Cultivating positive customer emotion and advocacy
Meeting your customers’ expectations should be the base line, with the intent to exceed that leading to greater success. By consistently delivering great products and services they want/need, can rely on, and feel good about buying, they will advocate and champion your brand to others, growing your business organically with their love! The level of customer service you provide will affirm (or potentially undermine) their sense of value and importance to you, regardless of whether things go wrong or right.
Falling in love vs staying in love!
They say that falling in love is easy. Choosing to stay in love is the hard part. Sometimes it’s easier for colleagues and customers to fall in love with the initial attraction, energy and excitement of a new business. For those able to seamlessly segue the expense of attraction into devoting the resources needed to keep that love alive for the longer term, the rewards of retention await.
Where do you start?
Knowledge really is power and so building your understanding through research is critical to success. You can’t build businesses people love without understanding those people in the first place! Our team partner with businesses to help them gain a better understanding of the people that they work with and for. This process incorporates appropriate research techniques which can include surveys, interviews, on-site polls, focus groups, and date reviews across a relevant sample of your audience.

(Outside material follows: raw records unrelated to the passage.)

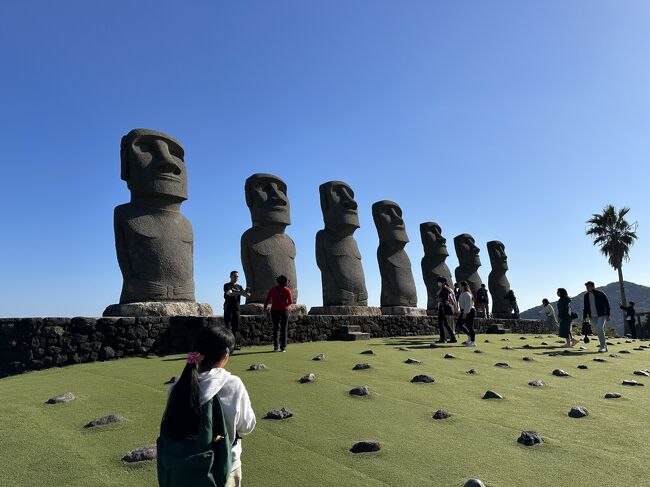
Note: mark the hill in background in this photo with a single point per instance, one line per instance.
(634, 292)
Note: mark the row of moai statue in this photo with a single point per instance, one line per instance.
(154, 244)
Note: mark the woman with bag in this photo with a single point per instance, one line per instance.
(566, 317)
(208, 408)
(446, 304)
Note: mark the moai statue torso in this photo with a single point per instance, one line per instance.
(468, 260)
(433, 262)
(154, 242)
(397, 283)
(337, 253)
(498, 283)
(266, 251)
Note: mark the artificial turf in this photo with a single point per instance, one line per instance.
(44, 444)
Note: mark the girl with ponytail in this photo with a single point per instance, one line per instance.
(203, 379)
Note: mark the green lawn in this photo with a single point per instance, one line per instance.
(47, 445)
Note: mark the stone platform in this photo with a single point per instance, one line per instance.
(158, 308)
(345, 311)
(257, 309)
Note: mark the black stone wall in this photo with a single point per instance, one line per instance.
(39, 343)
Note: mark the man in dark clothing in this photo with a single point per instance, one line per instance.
(630, 318)
(513, 302)
(232, 292)
(483, 301)
(596, 308)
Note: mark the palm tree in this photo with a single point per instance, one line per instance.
(615, 237)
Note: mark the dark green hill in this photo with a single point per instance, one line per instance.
(634, 292)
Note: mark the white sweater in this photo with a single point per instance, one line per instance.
(466, 302)
(237, 409)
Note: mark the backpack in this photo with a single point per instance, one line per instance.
(201, 461)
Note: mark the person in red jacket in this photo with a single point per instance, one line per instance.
(281, 300)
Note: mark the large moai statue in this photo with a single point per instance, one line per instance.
(266, 251)
(338, 256)
(498, 283)
(468, 261)
(433, 262)
(398, 293)
(153, 240)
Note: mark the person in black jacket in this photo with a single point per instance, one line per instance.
(232, 292)
(630, 317)
(596, 308)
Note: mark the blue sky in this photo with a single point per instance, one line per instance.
(508, 120)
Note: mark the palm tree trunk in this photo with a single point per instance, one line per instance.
(626, 326)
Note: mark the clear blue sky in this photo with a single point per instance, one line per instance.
(508, 120)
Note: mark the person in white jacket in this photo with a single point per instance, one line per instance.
(204, 377)
(467, 313)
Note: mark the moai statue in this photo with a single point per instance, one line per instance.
(398, 291)
(266, 251)
(153, 240)
(498, 283)
(337, 253)
(468, 261)
(433, 262)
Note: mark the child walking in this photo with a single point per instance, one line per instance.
(205, 398)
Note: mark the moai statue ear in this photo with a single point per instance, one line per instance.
(124, 158)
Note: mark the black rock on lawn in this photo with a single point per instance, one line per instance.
(282, 413)
(362, 367)
(111, 418)
(62, 398)
(359, 391)
(423, 378)
(140, 454)
(441, 414)
(365, 447)
(307, 378)
(578, 412)
(530, 438)
(492, 395)
(412, 361)
(613, 395)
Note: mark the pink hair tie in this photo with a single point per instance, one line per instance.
(194, 358)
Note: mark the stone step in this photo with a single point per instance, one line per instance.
(350, 328)
(357, 335)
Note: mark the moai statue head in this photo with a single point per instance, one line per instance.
(266, 197)
(338, 205)
(153, 165)
(498, 257)
(467, 251)
(432, 240)
(388, 220)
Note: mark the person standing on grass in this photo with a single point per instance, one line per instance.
(467, 313)
(446, 304)
(281, 300)
(564, 313)
(510, 296)
(232, 292)
(188, 432)
(551, 320)
(630, 317)
(596, 308)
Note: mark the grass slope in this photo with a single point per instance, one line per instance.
(47, 445)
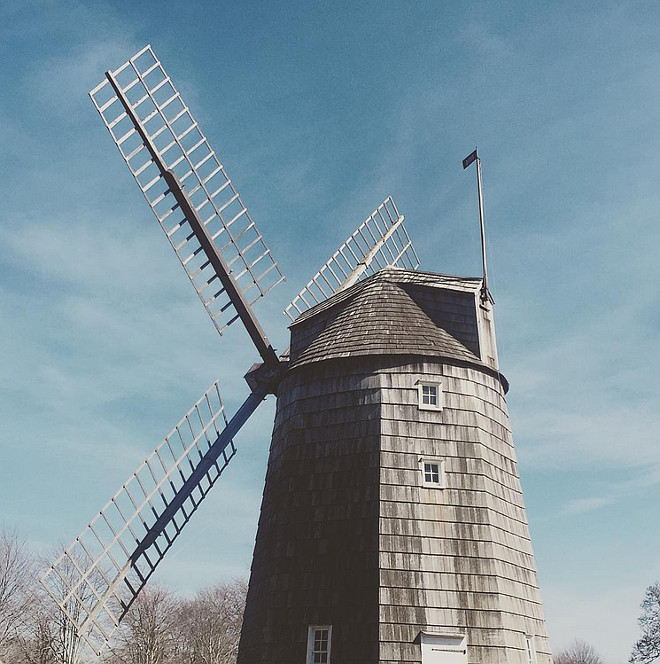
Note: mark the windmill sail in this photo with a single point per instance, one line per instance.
(380, 241)
(97, 577)
(162, 144)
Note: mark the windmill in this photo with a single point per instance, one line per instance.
(98, 577)
(392, 525)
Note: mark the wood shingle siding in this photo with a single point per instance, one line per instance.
(350, 535)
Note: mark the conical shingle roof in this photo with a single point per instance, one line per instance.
(377, 318)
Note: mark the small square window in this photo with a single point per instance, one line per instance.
(430, 396)
(531, 650)
(433, 473)
(318, 644)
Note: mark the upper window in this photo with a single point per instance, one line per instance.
(318, 644)
(430, 395)
(433, 473)
(531, 650)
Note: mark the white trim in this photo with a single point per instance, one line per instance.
(433, 393)
(443, 646)
(433, 478)
(311, 638)
(530, 649)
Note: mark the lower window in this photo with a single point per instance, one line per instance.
(319, 639)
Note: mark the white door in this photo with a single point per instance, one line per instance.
(444, 648)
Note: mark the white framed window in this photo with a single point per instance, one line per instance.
(319, 638)
(433, 473)
(429, 395)
(530, 649)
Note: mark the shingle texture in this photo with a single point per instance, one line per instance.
(350, 535)
(394, 312)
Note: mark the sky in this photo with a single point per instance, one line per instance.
(319, 111)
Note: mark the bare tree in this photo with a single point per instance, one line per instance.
(47, 635)
(16, 574)
(578, 652)
(210, 624)
(147, 635)
(647, 649)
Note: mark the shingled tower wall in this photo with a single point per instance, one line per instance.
(403, 565)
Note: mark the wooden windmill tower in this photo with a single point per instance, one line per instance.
(392, 526)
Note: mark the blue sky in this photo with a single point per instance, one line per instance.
(319, 111)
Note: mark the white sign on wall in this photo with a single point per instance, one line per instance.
(443, 648)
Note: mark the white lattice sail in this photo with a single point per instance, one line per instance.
(158, 120)
(98, 576)
(380, 241)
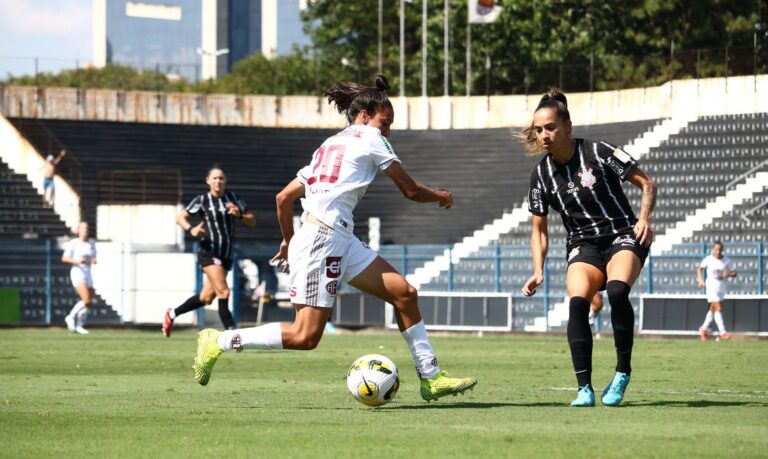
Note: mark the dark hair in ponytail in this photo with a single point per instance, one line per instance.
(554, 99)
(351, 98)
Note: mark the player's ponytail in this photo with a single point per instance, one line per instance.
(555, 99)
(351, 98)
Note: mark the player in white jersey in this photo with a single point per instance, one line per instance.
(718, 268)
(325, 251)
(80, 252)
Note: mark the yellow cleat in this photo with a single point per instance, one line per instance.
(441, 385)
(208, 350)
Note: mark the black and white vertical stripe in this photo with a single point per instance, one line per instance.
(219, 224)
(586, 191)
(313, 276)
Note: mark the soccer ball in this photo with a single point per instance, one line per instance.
(373, 380)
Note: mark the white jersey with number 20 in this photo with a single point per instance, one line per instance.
(340, 172)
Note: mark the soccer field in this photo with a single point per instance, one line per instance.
(126, 393)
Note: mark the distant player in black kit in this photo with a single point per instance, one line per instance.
(217, 210)
(607, 245)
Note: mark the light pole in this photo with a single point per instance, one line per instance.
(209, 61)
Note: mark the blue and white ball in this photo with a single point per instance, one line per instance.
(373, 380)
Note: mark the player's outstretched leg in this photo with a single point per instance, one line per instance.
(435, 383)
(208, 350)
(442, 385)
(585, 397)
(168, 322)
(613, 393)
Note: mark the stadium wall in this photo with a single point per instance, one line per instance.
(693, 98)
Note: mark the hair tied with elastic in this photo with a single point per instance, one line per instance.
(382, 84)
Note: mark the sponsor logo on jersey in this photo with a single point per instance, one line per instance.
(624, 240)
(572, 188)
(332, 267)
(587, 178)
(535, 198)
(237, 343)
(386, 144)
(622, 156)
(615, 165)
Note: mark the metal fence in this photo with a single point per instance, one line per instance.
(33, 269)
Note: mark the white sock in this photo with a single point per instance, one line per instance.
(76, 308)
(719, 322)
(421, 351)
(82, 314)
(266, 336)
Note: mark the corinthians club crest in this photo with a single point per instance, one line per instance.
(587, 178)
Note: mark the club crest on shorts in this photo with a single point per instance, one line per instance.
(624, 240)
(332, 267)
(587, 178)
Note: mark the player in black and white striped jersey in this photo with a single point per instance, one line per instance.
(607, 245)
(217, 210)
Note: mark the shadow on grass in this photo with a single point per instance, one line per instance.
(473, 405)
(696, 403)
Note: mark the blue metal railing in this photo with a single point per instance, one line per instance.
(38, 274)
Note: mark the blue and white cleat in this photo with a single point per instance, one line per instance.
(613, 394)
(585, 397)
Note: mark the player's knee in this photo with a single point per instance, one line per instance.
(307, 341)
(406, 295)
(618, 292)
(222, 293)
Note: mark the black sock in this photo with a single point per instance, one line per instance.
(225, 315)
(192, 303)
(580, 340)
(623, 321)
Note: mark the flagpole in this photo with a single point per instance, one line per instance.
(446, 47)
(381, 26)
(424, 49)
(402, 48)
(469, 57)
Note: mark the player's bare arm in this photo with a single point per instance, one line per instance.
(643, 230)
(183, 221)
(539, 247)
(285, 200)
(416, 191)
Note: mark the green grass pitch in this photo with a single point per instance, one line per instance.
(127, 393)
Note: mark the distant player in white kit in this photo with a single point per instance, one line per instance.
(325, 251)
(718, 268)
(80, 252)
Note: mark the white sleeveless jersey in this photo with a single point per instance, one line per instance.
(77, 248)
(716, 269)
(340, 172)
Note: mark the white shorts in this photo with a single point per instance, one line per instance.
(715, 295)
(319, 258)
(78, 275)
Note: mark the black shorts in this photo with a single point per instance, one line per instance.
(598, 252)
(206, 259)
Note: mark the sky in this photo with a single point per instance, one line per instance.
(57, 32)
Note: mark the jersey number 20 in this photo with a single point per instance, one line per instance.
(327, 164)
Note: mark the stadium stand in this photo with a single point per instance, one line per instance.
(22, 214)
(485, 169)
(691, 169)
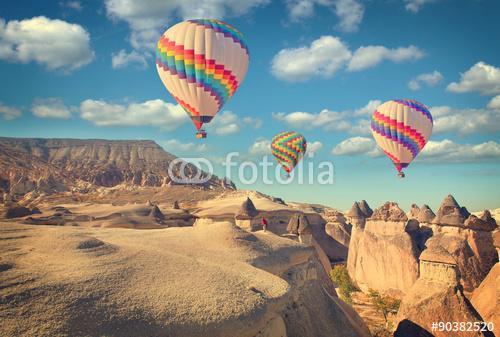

The result of this research and insight is the creation of user/player/customer personas.
What are personas?
Personas are essentially fictional characters created to embody and demonstrate common characteristics, behaviours, motivations, attitudes, influences, goals and beliefs that represent segments of the people that you engage with. They can include demographic, ethnographic, contextual, and biographical detail designed to bring a greater level of empathy and understanding for the user/player/customer.
The point of personas
We develop personas as part of our business/service/organisation design service to help the businesses we’re working with gain a better understanding of who they’re working with (or want to work with) and how to engage with them more successfully. These distillations of ‘people types’ can be incredibly useful in guiding the organisational or service design of a business, its products, proposition, and brand direction as you’re able to stand in another’s shoes and understand their pains, gains, frustrations, and elations.
The game plan!
Humans like consistency and clarity. We work with business leaders to achieve that through the development and implementation of actionable strategy. Using the foundations of research we can establish the clarity of vision needed to develop solid strategies for people, product, process and proposition that help to build truly great businesses.
These strategies will commonly include tactical outputs such as;
- strategic evolution of brand communications
- components of organisational design such as the ability to attract, retain, and align talent.
- development of products and services that increase sales and profitability
- improved effective and efficient structures, processes, and service delivery
Ultimately, making a conscious investment in the design of your businesses will enable better (more informed) decision making that is more likely to result in success, whether that be defined by happiness, growth, investment, or acquisition.